I guess just looking up 1940 shelby bikes I see some with the 1/2" pitch chaining. They could be misstated. I have all of 24 hours experience in these haha. Maybe a bike badged Western Flyer would be an opportunity for Shelby to use up some old parts. The tank is interesting having a factory switch delete and no conduit with the switched front-loader delta.


----------



## old hotrod (Aug 7, 2019)

I have a similar bike, Hiawatha with shock-eze, different light (biscuit light) and stainless banana tank for decoration...the Shelby badged bikes had gone to the later tank by this point. Looks like Shelby was using up parts for non Shelby brands perhaps...


----------



## Freqman1 (Aug 7, 2019)

@cds2323 may be able to help with this one.
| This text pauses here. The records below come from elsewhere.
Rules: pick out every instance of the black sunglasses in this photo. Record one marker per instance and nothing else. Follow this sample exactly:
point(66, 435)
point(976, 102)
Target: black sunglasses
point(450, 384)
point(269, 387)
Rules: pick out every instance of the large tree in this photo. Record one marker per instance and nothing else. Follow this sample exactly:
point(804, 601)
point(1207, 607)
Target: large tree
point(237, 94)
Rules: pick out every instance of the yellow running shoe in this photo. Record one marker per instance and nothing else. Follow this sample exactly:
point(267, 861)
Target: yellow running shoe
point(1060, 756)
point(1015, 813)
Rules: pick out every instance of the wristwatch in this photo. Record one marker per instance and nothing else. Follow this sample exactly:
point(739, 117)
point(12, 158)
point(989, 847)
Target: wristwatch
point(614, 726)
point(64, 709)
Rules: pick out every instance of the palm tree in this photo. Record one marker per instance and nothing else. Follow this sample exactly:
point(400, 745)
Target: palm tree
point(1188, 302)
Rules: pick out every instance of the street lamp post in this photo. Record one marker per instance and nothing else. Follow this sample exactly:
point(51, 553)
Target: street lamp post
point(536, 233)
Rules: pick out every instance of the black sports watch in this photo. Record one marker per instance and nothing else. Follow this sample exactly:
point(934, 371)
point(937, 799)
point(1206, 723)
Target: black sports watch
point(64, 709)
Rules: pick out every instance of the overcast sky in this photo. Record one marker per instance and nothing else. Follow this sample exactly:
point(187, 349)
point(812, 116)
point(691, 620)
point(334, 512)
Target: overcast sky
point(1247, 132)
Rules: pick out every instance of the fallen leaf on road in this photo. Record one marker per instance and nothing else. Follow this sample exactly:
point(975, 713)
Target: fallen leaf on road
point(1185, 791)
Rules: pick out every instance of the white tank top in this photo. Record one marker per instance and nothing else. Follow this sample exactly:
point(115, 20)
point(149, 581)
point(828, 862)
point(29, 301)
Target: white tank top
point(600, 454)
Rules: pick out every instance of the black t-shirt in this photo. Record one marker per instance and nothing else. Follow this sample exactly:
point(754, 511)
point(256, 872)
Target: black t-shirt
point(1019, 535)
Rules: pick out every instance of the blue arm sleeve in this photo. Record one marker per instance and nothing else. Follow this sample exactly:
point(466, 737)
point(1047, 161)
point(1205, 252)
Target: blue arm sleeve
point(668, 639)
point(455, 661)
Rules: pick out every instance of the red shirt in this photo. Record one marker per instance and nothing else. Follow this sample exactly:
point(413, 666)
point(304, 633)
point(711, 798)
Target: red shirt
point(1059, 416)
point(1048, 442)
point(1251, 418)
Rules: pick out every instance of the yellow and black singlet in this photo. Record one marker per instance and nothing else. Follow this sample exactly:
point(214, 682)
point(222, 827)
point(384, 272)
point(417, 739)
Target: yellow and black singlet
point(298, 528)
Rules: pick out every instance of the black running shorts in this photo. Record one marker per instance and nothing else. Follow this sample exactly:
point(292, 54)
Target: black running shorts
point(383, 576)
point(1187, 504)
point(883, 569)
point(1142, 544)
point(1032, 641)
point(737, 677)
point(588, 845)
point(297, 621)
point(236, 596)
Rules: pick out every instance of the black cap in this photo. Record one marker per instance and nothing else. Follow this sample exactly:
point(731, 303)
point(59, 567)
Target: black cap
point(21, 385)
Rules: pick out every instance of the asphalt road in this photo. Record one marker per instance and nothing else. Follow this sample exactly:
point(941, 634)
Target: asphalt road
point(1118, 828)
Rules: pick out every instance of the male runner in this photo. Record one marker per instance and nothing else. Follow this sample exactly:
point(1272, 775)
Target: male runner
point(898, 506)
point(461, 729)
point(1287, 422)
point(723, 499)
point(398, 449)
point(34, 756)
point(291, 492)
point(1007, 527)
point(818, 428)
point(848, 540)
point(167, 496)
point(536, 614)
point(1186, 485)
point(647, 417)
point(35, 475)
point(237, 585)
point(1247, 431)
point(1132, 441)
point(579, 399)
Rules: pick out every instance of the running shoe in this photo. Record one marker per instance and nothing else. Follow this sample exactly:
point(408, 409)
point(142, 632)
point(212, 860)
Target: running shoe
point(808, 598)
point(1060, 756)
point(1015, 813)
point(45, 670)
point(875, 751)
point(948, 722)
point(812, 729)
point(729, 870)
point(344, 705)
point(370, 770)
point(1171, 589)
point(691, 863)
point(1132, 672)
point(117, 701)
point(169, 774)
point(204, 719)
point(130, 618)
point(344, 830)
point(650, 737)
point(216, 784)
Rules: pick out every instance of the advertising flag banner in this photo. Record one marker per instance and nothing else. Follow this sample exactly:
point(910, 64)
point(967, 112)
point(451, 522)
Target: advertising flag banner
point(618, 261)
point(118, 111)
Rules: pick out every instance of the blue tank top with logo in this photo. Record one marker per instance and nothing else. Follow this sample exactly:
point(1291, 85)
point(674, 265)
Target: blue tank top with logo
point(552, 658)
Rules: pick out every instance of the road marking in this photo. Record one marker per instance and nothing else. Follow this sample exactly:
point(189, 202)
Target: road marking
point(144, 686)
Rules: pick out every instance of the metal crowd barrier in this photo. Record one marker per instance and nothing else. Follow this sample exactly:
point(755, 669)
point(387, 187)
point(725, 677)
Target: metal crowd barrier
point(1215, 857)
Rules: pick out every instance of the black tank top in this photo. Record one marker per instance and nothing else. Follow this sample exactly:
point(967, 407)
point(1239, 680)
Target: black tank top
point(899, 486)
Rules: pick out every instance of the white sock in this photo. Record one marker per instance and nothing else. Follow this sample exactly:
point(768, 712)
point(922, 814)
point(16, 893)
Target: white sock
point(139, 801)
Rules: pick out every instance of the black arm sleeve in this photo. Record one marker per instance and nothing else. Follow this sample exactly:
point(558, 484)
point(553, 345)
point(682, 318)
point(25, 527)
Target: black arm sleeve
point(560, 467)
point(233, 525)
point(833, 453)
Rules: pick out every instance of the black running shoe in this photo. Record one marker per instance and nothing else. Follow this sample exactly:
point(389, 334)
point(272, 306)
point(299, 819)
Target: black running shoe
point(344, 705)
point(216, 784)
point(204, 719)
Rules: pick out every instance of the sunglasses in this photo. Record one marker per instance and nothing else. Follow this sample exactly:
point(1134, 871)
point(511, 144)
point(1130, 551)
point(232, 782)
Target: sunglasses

V/r Shawn


----------



## slick (Aug 8, 2019)

It's a very late 1940. Fat seat tube clamp frame was introduced in 40. Daisy chainring also late 1940. The shockease is 1940 also. Fenders are correct and 1940 as well. Stainless tank was typically earlier but was a leftover used up to dress up this low end model. Might have even been added from the bike shop that sold the bike.


----------



## prewarmachine (Aug 8, 2019)

Lots of good info slick!  Thanks for all that detail!


----------



## SKPC (Aug 8, 2019)

Seems a bit contrived(pieced together), but I could be completely wrong.  Something about it's look: More "experts" should know better maybe?  $500 is a good buy regardless. Please can you share the BB's serial number?


----------



## Kickstand3 (Aug 8, 2019)

Frame is different (down tube ) . Open up that tank big ! 


Sent from my iPhone using Tapatalk Pro


----------



## prewarmachine (Aug 8, 2019)

Here are the digits


----------



## slick (Aug 9, 2019)

Digits mean nothing. There is no accurate serial number chart for Shelbys. 

As I stated, curved downtube is a Gambles store bike. Hiawatha badged mostly but I have seen a few with different badges as well. Still built by Shelby though.


----------



## SKPC (Aug 9, 2019)

What is the letter in front of the numbers?  Thank you.  I have an original straight-downtubed Banana Tank that is Gambles Store Eagle badged.


----------



## prewarmachine (Aug 10, 2019)

There isn't any letter before the serial number.  
SKPC, I think yours might just be a couple years older than mine.  I see most of these banana tank bikes being 1936-7ish and having the straight downtube.  I think a big part of the mystery on this one is why a 1940 frame would have a 1936 tank.  Just my 2 cents on it


----------



## SKPC (Aug 11, 2019)

No mystery really on the tank.  It simply fit, bolted onto the frame, that's all.   What is the large "O"-looking mark in front of the serial number?


----------



## prewarmachine (Aug 11, 2019)

It isn't an "O". That's just rogue doghair.
I talked with the man I bought this from. His father bought it new from a bike shop called Matthew's cyclery in Fresno and he says it has always been equipped this way besides the rear wheel / 2 speed because he upgraded it to use it for his job. Grips and tires obviously changed as well. Maybe the bike shop had the tank laying around and put it on.


----------